Prusik** – ≈60cm loop, 1.5m of 5.5 mm-7 mm soft accessory cord joined by a double-fisherman knot.
We only bring the following items if the guide judges they are needed.
Avalanche setup** – Beacon, shovel, and probe.
Snow-shoes* – If the snow is very deep, we can use snow-shoes for an easier approach.
Touring ski setup* – Skis, skins, touring boots.
Using skis is only relevant for skiers with ski touring experience.
For those who know how to ski, having good and light touring gear expands the possibilities to reach ice climbs quicker and further away.
*Can be rented in Chamonix.
** We can supply you with some of these items. Let us know what you need.
The guide will provide all protective and safety gear listed below and only bring what is needed for the climb.
If you have some of these items, you can bring them and use them on the climb. Let your guide know so you won’t be carrying too much.
Ropes – Double 2 x 60m dry ropes. Sometimes, a single rope will do.
Ice-screws – A rack of ice-screws. The needed amount depends on the climb.

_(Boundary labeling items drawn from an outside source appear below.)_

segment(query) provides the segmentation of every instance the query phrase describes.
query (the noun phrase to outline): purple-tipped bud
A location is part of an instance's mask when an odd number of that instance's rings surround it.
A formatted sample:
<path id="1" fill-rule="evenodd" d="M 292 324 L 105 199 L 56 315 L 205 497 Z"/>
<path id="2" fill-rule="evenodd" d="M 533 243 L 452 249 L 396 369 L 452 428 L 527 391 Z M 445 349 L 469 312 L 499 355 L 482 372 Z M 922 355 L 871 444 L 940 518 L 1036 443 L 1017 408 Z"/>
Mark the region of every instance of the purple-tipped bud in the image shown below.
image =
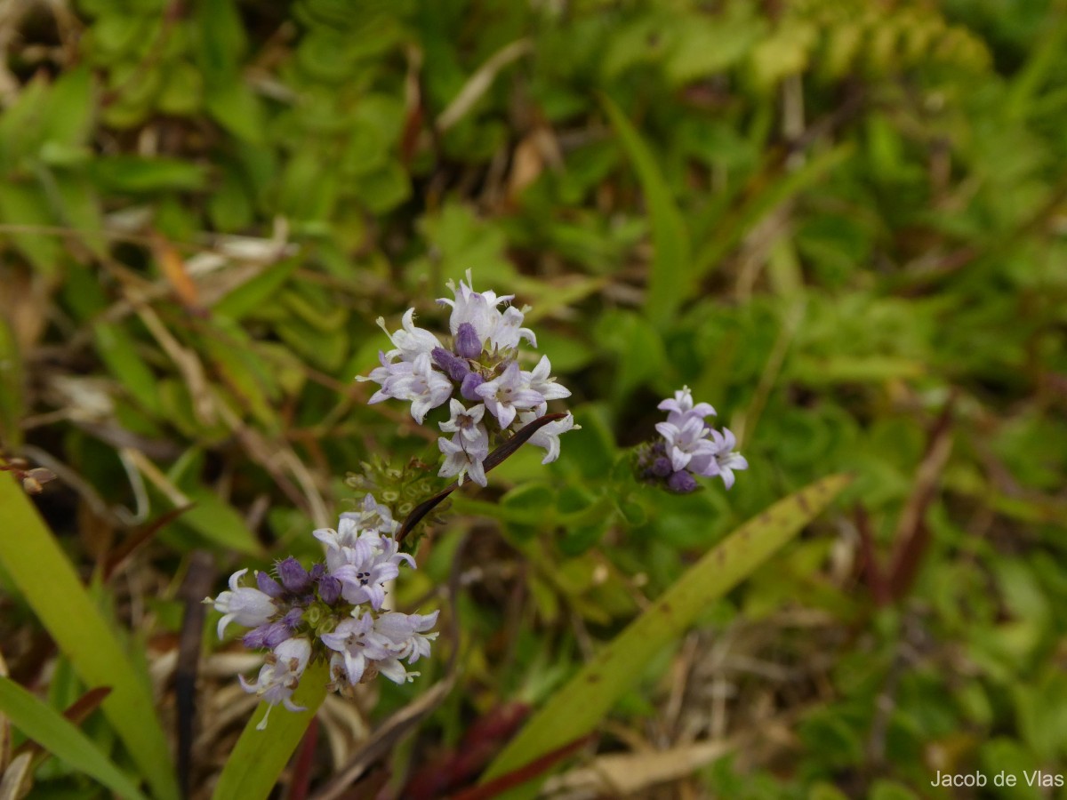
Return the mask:
<path id="1" fill-rule="evenodd" d="M 256 573 L 256 586 L 259 588 L 259 591 L 268 597 L 281 597 L 285 594 L 285 590 L 282 588 L 282 585 L 265 572 Z"/>
<path id="2" fill-rule="evenodd" d="M 481 339 L 469 322 L 461 322 L 456 332 L 456 352 L 464 358 L 477 358 L 481 355 Z"/>
<path id="3" fill-rule="evenodd" d="M 670 464 L 670 459 L 660 455 L 658 459 L 652 462 L 651 471 L 657 478 L 666 478 L 668 475 L 674 471 L 674 467 Z"/>
<path id="4" fill-rule="evenodd" d="M 333 575 L 323 575 L 319 578 L 319 599 L 328 606 L 334 605 L 340 599 L 341 583 Z"/>
<path id="5" fill-rule="evenodd" d="M 471 374 L 471 368 L 466 362 L 456 355 L 456 353 L 449 353 L 444 348 L 434 348 L 431 350 L 430 357 L 453 381 L 462 381 Z"/>
<path id="6" fill-rule="evenodd" d="M 267 626 L 267 635 L 264 637 L 264 646 L 274 650 L 286 639 L 292 638 L 292 629 L 284 622 L 272 622 Z"/>
<path id="7" fill-rule="evenodd" d="M 274 650 L 274 647 L 291 636 L 292 628 L 286 625 L 284 621 L 267 622 L 242 636 L 241 644 L 249 650 L 260 650 L 262 647 Z"/>
<path id="8" fill-rule="evenodd" d="M 697 479 L 685 469 L 679 469 L 667 479 L 667 487 L 680 495 L 687 495 L 697 489 Z"/>
<path id="9" fill-rule="evenodd" d="M 278 562 L 277 576 L 282 579 L 282 586 L 290 592 L 302 592 L 312 585 L 312 576 L 292 556 Z"/>
<path id="10" fill-rule="evenodd" d="M 471 372 L 466 378 L 463 379 L 463 383 L 460 385 L 460 394 L 465 400 L 471 400 L 476 403 L 480 403 L 483 398 L 475 389 L 485 383 L 485 379 L 479 375 L 477 372 Z"/>

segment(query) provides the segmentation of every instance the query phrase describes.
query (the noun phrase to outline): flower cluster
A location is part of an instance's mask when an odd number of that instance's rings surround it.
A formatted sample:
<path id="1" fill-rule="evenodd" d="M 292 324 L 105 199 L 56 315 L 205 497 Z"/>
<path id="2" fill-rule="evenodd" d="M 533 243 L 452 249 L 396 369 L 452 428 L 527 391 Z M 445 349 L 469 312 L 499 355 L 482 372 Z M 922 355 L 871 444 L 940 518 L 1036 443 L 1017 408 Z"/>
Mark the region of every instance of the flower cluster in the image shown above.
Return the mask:
<path id="1" fill-rule="evenodd" d="M 336 690 L 379 673 L 398 684 L 418 675 L 401 661 L 413 663 L 430 654 L 437 635 L 427 631 L 437 612 L 382 610 L 386 581 L 400 574 L 402 562 L 415 566 L 392 535 L 398 528 L 388 507 L 368 494 L 359 511 L 340 515 L 336 530 L 315 531 L 325 545 L 324 562 L 305 570 L 287 558 L 276 564 L 276 577 L 257 572 L 255 587 L 242 586 L 248 570 L 240 570 L 230 576 L 228 591 L 205 599 L 223 614 L 220 639 L 236 622 L 251 628 L 241 639 L 246 647 L 270 651 L 254 682 L 241 677 L 245 691 L 270 707 L 281 703 L 303 710 L 292 702 L 292 692 L 314 659 L 329 660 Z M 266 725 L 265 716 L 258 727 Z"/>
<path id="2" fill-rule="evenodd" d="M 445 460 L 439 475 L 465 477 L 485 485 L 483 462 L 490 446 L 508 438 L 528 422 L 545 414 L 550 400 L 571 393 L 552 377 L 552 364 L 542 356 L 532 370 L 520 367 L 520 345 L 537 347 L 537 337 L 523 327 L 528 308 L 510 305 L 513 295 L 477 292 L 471 272 L 459 287 L 449 282 L 453 298 L 437 302 L 451 307 L 451 336 L 444 342 L 415 326 L 415 309 L 404 314 L 401 330 L 389 333 L 383 319 L 378 324 L 393 342 L 393 350 L 379 352 L 380 367 L 360 381 L 373 381 L 381 388 L 369 402 L 394 398 L 411 403 L 411 415 L 419 425 L 427 412 L 448 403 L 449 417 L 440 423 L 437 447 Z M 501 307 L 503 306 L 503 307 Z M 458 396 L 458 397 L 457 397 Z M 542 463 L 559 455 L 559 436 L 574 428 L 574 418 L 545 425 L 529 442 L 547 451 Z"/>
<path id="3" fill-rule="evenodd" d="M 695 404 L 688 386 L 657 407 L 667 412 L 667 421 L 656 425 L 659 437 L 638 451 L 637 463 L 643 480 L 687 494 L 697 489 L 694 476 L 719 476 L 730 489 L 734 470 L 748 468 L 745 457 L 734 451 L 737 439 L 730 429 L 720 432 L 704 425 L 704 418 L 714 416 L 715 409 L 707 403 Z"/>

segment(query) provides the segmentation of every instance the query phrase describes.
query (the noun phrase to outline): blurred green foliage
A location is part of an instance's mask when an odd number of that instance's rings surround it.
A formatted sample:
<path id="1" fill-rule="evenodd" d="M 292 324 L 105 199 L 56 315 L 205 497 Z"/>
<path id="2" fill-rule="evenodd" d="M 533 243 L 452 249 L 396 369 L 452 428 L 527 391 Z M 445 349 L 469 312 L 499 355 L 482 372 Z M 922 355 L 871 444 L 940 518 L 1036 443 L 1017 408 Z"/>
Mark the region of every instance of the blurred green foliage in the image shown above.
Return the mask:
<path id="1" fill-rule="evenodd" d="M 938 769 L 1063 771 L 1065 11 L 20 6 L 0 71 L 0 438 L 60 468 L 39 505 L 85 565 L 195 501 L 145 548 L 165 633 L 194 548 L 225 569 L 310 555 L 347 471 L 432 455 L 351 381 L 384 346 L 378 316 L 441 325 L 433 299 L 471 268 L 532 306 L 583 430 L 427 538 L 401 602 L 440 593 L 471 519 L 498 521 L 459 557 L 488 572 L 457 599 L 460 700 L 428 731 L 451 742 L 544 699 L 587 627 L 607 638 L 739 522 L 850 470 L 835 523 L 704 621 L 764 631 L 743 655 L 795 675 L 719 675 L 729 733 L 758 730 L 759 700 L 792 732 L 789 767 L 757 747 L 692 780 L 896 798 L 930 796 Z M 752 465 L 729 494 L 623 475 L 686 383 Z M 902 551 L 913 582 L 879 598 Z M 3 624 L 32 627 L 7 594 Z M 660 678 L 619 709 L 642 736 L 667 724 Z M 383 687 L 378 714 L 411 691 Z"/>

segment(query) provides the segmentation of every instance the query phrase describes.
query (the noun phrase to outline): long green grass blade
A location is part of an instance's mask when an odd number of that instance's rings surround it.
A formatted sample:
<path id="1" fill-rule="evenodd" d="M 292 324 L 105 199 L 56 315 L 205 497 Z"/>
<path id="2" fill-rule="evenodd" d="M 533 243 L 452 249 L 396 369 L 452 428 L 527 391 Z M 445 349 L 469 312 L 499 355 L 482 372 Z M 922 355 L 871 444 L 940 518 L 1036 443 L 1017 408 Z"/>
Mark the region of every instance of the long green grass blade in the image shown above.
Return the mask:
<path id="1" fill-rule="evenodd" d="M 77 725 L 10 678 L 0 676 L 0 711 L 12 724 L 73 769 L 118 797 L 144 800 L 137 785 Z"/>
<path id="2" fill-rule="evenodd" d="M 833 149 L 814 156 L 795 172 L 766 181 L 765 189 L 745 201 L 723 219 L 707 243 L 697 249 L 692 259 L 695 276 L 699 278 L 711 272 L 771 211 L 822 180 L 838 164 L 851 157 L 855 150 L 851 143 L 838 145 Z"/>
<path id="3" fill-rule="evenodd" d="M 646 307 L 652 321 L 662 326 L 670 321 L 682 299 L 691 294 L 694 271 L 689 256 L 689 231 L 652 150 L 618 106 L 607 97 L 601 98 L 601 102 L 623 149 L 634 162 L 652 218 L 655 255 L 649 271 Z"/>
<path id="4" fill-rule="evenodd" d="M 114 633 L 21 486 L 0 475 L 0 562 L 26 602 L 89 688 L 111 687 L 101 704 L 153 794 L 177 800 L 166 738 L 145 678 Z"/>
<path id="5" fill-rule="evenodd" d="M 322 705 L 329 679 L 327 665 L 308 665 L 300 686 L 292 693 L 292 702 L 304 706 L 305 710 L 275 708 L 262 731 L 257 731 L 256 725 L 267 714 L 268 706 L 259 704 L 226 761 L 211 796 L 214 800 L 261 800 L 270 794 L 312 717 Z"/>
<path id="6" fill-rule="evenodd" d="M 592 731 L 640 677 L 649 660 L 681 637 L 701 609 L 748 577 L 850 480 L 834 475 L 812 483 L 776 502 L 707 553 L 552 697 L 490 765 L 482 780 L 519 769 Z M 501 797 L 532 797 L 535 783 Z"/>

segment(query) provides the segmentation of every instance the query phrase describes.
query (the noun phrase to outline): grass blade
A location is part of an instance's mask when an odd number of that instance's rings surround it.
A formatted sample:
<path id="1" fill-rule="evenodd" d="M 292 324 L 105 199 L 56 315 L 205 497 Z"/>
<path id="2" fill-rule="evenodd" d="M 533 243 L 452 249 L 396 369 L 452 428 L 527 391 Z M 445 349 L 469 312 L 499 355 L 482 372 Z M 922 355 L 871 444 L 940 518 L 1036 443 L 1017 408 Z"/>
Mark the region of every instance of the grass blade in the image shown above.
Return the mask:
<path id="1" fill-rule="evenodd" d="M 0 476 L 0 509 L 7 531 L 0 535 L 0 562 L 78 677 L 91 689 L 111 687 L 100 708 L 153 794 L 177 800 L 166 737 L 146 678 L 133 669 L 21 486 L 5 476 Z"/>
<path id="2" fill-rule="evenodd" d="M 256 725 L 267 714 L 268 706 L 267 703 L 259 704 L 226 761 L 211 795 L 214 800 L 262 800 L 270 795 L 289 756 L 300 743 L 300 737 L 322 705 L 329 679 L 325 663 L 308 665 L 300 686 L 292 693 L 292 702 L 304 706 L 305 710 L 275 708 L 262 731 L 257 731 Z"/>
<path id="3" fill-rule="evenodd" d="M 652 321 L 662 327 L 671 320 L 682 299 L 691 295 L 694 271 L 689 258 L 689 231 L 652 150 L 615 102 L 602 97 L 601 103 L 634 163 L 648 204 L 655 255 L 649 271 L 646 307 Z"/>
<path id="4" fill-rule="evenodd" d="M 0 710 L 12 724 L 73 769 L 83 772 L 118 797 L 145 800 L 125 773 L 62 714 L 10 678 L 0 676 Z"/>
<path id="5" fill-rule="evenodd" d="M 482 782 L 511 772 L 592 731 L 649 660 L 676 640 L 708 603 L 737 586 L 790 541 L 851 480 L 816 481 L 750 519 L 707 553 L 557 691 L 490 765 Z M 501 797 L 532 797 L 528 783 Z"/>

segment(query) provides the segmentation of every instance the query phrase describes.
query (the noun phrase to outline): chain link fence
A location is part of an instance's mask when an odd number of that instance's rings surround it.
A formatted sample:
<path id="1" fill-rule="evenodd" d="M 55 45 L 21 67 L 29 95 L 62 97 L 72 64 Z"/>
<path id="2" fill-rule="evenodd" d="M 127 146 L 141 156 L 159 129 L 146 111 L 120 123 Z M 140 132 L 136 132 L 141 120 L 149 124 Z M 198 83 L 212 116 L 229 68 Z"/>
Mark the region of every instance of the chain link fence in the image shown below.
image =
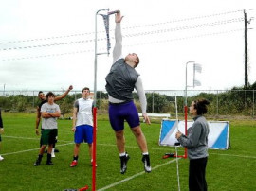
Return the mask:
<path id="1" fill-rule="evenodd" d="M 46 94 L 48 91 L 44 91 Z M 52 91 L 55 95 L 62 95 L 64 91 Z M 147 112 L 156 113 L 175 113 L 175 99 L 177 111 L 184 112 L 184 90 L 147 90 Z M 6 112 L 30 112 L 36 110 L 40 100 L 38 91 L 0 91 L 0 108 Z M 72 90 L 67 96 L 57 103 L 64 113 L 72 111 L 73 103 L 82 96 L 81 91 Z M 137 93 L 134 93 L 135 103 L 140 111 L 140 103 Z M 208 113 L 212 116 L 249 116 L 255 118 L 255 90 L 188 90 L 188 105 L 192 100 L 207 98 L 210 100 Z M 99 112 L 107 113 L 108 100 L 105 91 L 97 92 L 97 107 Z"/>

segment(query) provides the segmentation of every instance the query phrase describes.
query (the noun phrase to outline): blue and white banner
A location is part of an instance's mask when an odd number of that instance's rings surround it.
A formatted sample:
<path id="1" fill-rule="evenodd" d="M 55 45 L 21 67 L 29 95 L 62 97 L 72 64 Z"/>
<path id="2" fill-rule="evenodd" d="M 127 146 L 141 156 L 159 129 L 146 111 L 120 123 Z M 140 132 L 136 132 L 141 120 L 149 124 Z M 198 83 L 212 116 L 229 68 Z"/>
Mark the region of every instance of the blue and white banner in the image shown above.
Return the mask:
<path id="1" fill-rule="evenodd" d="M 228 149 L 229 146 L 228 121 L 209 121 L 210 132 L 208 136 L 209 148 Z M 192 127 L 193 121 L 188 121 L 188 129 Z M 185 134 L 185 121 L 178 120 L 162 120 L 159 145 L 175 146 L 177 142 L 175 133 L 177 130 Z"/>

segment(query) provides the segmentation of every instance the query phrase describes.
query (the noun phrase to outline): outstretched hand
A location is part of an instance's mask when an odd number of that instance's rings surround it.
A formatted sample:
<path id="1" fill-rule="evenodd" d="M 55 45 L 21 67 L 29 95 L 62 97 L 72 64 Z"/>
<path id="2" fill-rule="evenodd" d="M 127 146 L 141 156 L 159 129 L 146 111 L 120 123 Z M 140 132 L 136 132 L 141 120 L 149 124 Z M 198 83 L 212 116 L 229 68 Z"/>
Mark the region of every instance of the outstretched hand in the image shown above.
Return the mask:
<path id="1" fill-rule="evenodd" d="M 143 117 L 144 117 L 144 122 L 145 122 L 146 124 L 150 125 L 151 122 L 150 122 L 150 118 L 149 118 L 149 116 L 147 115 L 147 113 L 143 113 Z"/>
<path id="2" fill-rule="evenodd" d="M 116 14 L 115 22 L 120 23 L 122 18 L 123 18 L 123 16 L 121 16 L 120 11 L 119 11 L 119 13 Z"/>

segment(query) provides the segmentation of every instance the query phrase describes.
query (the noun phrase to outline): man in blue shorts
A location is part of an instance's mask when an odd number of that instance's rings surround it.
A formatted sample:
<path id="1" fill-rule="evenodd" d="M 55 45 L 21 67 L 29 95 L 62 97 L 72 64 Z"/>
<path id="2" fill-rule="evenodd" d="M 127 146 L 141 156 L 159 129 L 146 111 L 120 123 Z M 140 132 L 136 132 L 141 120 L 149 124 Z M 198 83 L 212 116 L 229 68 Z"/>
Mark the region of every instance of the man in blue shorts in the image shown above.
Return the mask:
<path id="1" fill-rule="evenodd" d="M 87 143 L 89 148 L 89 154 L 91 158 L 91 165 L 93 165 L 93 114 L 92 109 L 94 102 L 89 97 L 90 89 L 83 88 L 82 91 L 82 98 L 75 101 L 73 110 L 73 127 L 74 135 L 74 156 L 70 164 L 70 167 L 75 167 L 78 165 L 79 148 L 81 143 Z"/>
<path id="2" fill-rule="evenodd" d="M 40 165 L 46 146 L 48 146 L 46 165 L 53 165 L 51 161 L 51 152 L 56 136 L 58 135 L 57 118 L 61 116 L 60 107 L 54 103 L 54 98 L 55 95 L 52 92 L 48 92 L 46 94 L 47 102 L 44 103 L 41 107 L 41 115 L 43 118 L 41 135 L 42 146 L 39 150 L 38 158 L 34 163 L 35 166 Z"/>
<path id="3" fill-rule="evenodd" d="M 116 133 L 117 147 L 120 158 L 120 173 L 124 174 L 127 169 L 127 162 L 130 156 L 125 151 L 125 138 L 123 134 L 124 120 L 129 124 L 137 143 L 142 152 L 142 162 L 146 172 L 151 172 L 150 157 L 148 153 L 146 138 L 141 130 L 139 117 L 133 101 L 133 91 L 137 90 L 141 104 L 142 114 L 147 124 L 150 119 L 146 113 L 147 100 L 142 85 L 142 80 L 135 70 L 139 63 L 137 54 L 128 54 L 122 57 L 122 36 L 120 22 L 122 16 L 116 14 L 116 44 L 113 50 L 113 65 L 106 77 L 106 90 L 109 97 L 109 119 Z"/>

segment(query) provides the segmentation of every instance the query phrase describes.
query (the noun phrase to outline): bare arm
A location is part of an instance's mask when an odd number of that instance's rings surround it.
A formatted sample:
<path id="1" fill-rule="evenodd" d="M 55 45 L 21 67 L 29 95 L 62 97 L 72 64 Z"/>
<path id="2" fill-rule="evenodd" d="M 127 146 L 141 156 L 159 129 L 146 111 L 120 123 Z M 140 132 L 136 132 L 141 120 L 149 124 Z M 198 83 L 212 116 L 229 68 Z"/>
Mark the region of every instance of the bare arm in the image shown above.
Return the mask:
<path id="1" fill-rule="evenodd" d="M 68 93 L 69 93 L 72 89 L 73 89 L 73 86 L 70 85 L 70 86 L 68 87 L 68 89 L 67 89 L 63 95 L 61 95 L 60 96 L 56 96 L 56 97 L 54 98 L 54 101 L 58 101 L 58 100 L 62 99 L 62 98 L 65 97 L 65 96 L 68 95 Z"/>
<path id="2" fill-rule="evenodd" d="M 116 43 L 113 49 L 113 63 L 115 63 L 120 57 L 122 56 L 122 35 L 120 28 L 120 22 L 123 16 L 120 13 L 116 14 L 115 22 L 116 22 L 116 29 L 115 29 L 115 39 Z"/>
<path id="3" fill-rule="evenodd" d="M 36 109 L 36 135 L 39 135 L 38 126 L 40 124 L 40 121 L 41 121 L 41 113 L 39 111 L 39 107 L 37 107 Z"/>
<path id="4" fill-rule="evenodd" d="M 42 112 L 41 115 L 44 118 L 60 117 L 61 116 L 61 111 L 56 111 L 55 113 Z"/>

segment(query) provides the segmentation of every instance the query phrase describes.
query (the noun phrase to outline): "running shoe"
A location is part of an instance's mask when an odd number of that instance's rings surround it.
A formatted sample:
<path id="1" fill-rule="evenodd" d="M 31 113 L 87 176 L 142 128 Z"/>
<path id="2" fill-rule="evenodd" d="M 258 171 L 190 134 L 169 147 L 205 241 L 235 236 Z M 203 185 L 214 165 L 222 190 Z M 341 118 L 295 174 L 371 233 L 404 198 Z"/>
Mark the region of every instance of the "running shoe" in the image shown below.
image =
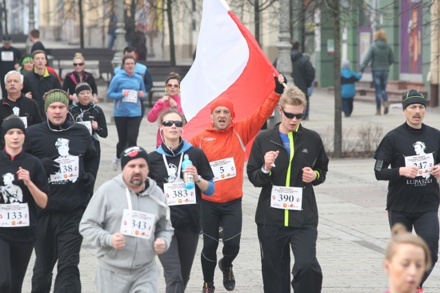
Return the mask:
<path id="1" fill-rule="evenodd" d="M 223 259 L 219 261 L 219 268 L 223 272 L 223 285 L 228 291 L 232 291 L 235 288 L 235 277 L 232 272 L 232 265 L 229 268 L 223 268 Z"/>
<path id="2" fill-rule="evenodd" d="M 121 161 L 120 159 L 118 159 L 118 157 L 115 156 L 115 157 L 113 159 L 113 162 L 111 162 L 111 167 L 113 168 L 113 171 L 118 171 L 118 168 L 119 168 L 119 163 L 120 161 Z"/>
<path id="3" fill-rule="evenodd" d="M 204 283 L 204 288 L 201 288 L 201 293 L 214 293 L 214 284 L 212 283 Z"/>

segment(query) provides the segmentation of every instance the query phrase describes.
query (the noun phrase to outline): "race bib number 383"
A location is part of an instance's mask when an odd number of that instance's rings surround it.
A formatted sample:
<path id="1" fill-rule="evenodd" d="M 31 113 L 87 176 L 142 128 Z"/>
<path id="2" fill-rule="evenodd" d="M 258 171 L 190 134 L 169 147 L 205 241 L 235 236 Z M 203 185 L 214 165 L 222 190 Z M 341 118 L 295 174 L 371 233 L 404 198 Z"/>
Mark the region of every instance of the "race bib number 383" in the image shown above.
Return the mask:
<path id="1" fill-rule="evenodd" d="M 301 211 L 302 188 L 272 186 L 270 194 L 270 207 Z"/>
<path id="2" fill-rule="evenodd" d="M 29 226 L 28 203 L 0 204 L 0 227 Z"/>

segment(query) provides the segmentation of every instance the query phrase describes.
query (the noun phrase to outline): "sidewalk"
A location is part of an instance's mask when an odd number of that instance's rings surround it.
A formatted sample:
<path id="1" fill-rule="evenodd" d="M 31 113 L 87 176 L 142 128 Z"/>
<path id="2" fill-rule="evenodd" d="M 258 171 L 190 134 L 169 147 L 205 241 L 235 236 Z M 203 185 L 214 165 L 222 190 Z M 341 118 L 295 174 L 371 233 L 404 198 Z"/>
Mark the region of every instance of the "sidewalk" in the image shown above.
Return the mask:
<path id="1" fill-rule="evenodd" d="M 310 120 L 302 124 L 318 131 L 326 147 L 332 148 L 333 97 L 326 91 L 318 89 L 310 102 Z M 102 103 L 99 106 L 103 108 L 107 121 L 110 121 L 113 104 Z M 368 125 L 375 126 L 372 129 L 381 131 L 382 138 L 405 121 L 402 110 L 392 108 L 387 115 L 375 116 L 375 108 L 373 103 L 357 102 L 355 99 L 352 116 L 342 118 L 343 132 L 347 134 L 348 138 L 359 137 L 362 134 L 360 129 Z M 439 109 L 428 108 L 424 121 L 434 127 L 440 125 L 439 112 Z M 148 152 L 153 150 L 157 129 L 157 124 L 144 119 L 138 145 Z M 117 141 L 116 128 L 109 125 L 109 137 L 101 140 L 102 151 L 96 188 L 119 172 L 113 172 L 111 167 Z M 385 211 L 387 182 L 375 180 L 373 165 L 372 158 L 331 159 L 326 182 L 315 187 L 320 212 L 317 252 L 324 275 L 322 292 L 377 293 L 387 287 L 388 277 L 382 265 L 390 237 Z M 234 262 L 236 282 L 234 292 L 262 292 L 260 250 L 254 220 L 260 189 L 254 187 L 245 174 L 243 189 L 241 250 Z M 203 284 L 200 265 L 202 244 L 201 238 L 186 290 L 189 293 L 200 292 Z M 221 243 L 217 250 L 218 259 L 221 255 Z M 33 259 L 28 269 L 23 292 L 30 292 Z M 293 256 L 292 259 L 293 265 Z M 80 271 L 85 293 L 95 292 L 95 263 L 94 249 L 84 243 Z M 440 292 L 439 268 L 437 264 L 426 281 L 426 292 Z M 216 269 L 215 274 L 216 292 L 226 292 L 220 270 Z M 164 284 L 161 272 L 160 292 L 165 292 Z"/>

Rock-gear & Pitons – Depending on the nature of the climb, we might need to bring rock-gear.
Slings – Several different-length slings
Quickdraws – Normal and extensible.
Ice-screw holders – As ice-screws don’t stack well on carabiners and can be hard to access, various holders and carry-biners exist to make this easier.
Abalakoff tool – You can find different pieces of gear to create Abalakoff rappel points or anchors.
First-aid kit – An extended first-aid kit
Radio – A radio or other means of calling rescue.